In 2015, she got into an altercation at a bar and was arrested in San Angelo, Texas. Mandy resisted when a sheriff’s deputy attempted to escort her from the bar, but the deputy’s report says she struck him.

She was convicted of assault and served two years in jail. But she came out a changed woman who is determined to see justice done.

Mandy Meloon

Mandy is on the road to recovery.

“I take full responsibility for my actions, but these guys should be held accountable,” she said. “What they did to me is criminal. And the people who were supposed to protect me turned me away when I asked for help.”

It’s been more than 20 years since Jean Lopez first befriended Mandy in Colorado Springs and this April he was banned from the sport after a report by the U.S. Center for SafeSport concluded “he had a decades-long pattern of sexual misconduct” and used his authority as a coach to “groom, manipulate, and ultimately, sexually abuse younger female athletes.”

Stephen Lopez and Danny Kim were both suspended by USA Taekwondo earlier this year.

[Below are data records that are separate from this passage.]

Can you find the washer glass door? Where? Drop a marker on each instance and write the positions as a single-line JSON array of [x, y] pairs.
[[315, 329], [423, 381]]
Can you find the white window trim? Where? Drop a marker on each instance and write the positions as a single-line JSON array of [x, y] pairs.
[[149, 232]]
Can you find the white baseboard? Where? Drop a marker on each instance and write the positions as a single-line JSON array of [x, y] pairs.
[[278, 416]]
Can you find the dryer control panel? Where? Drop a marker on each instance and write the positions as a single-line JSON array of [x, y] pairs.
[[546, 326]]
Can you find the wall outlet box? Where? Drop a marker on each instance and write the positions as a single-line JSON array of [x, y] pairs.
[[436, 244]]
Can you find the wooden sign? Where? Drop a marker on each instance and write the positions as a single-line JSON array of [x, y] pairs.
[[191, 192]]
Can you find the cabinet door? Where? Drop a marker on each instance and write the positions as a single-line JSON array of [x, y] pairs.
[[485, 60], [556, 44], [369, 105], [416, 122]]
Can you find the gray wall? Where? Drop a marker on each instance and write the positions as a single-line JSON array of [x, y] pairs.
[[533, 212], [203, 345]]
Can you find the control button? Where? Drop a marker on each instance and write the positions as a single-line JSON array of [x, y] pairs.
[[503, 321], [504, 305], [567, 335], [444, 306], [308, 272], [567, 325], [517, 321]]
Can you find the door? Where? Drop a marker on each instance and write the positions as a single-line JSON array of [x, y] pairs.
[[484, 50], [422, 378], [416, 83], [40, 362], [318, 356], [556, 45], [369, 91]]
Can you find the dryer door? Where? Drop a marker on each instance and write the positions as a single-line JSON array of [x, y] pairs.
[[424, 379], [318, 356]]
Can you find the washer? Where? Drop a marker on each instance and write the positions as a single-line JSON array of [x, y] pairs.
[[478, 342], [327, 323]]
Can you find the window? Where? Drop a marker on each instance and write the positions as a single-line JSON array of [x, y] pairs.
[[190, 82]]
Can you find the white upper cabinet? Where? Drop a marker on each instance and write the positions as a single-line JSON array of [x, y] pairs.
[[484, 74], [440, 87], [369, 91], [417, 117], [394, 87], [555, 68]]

Mandy is represented by a legal team of prominent attorneys, including Estey, which have spent more than a decade fighting for compensation for sexually abused athletes. Mandy and other athletes have filed a forced labor and sex trafficking lawsuit against the USOC and its National Governing Bodies for the lifelong harm that they have caused to Mandy and other sexually abused athletes.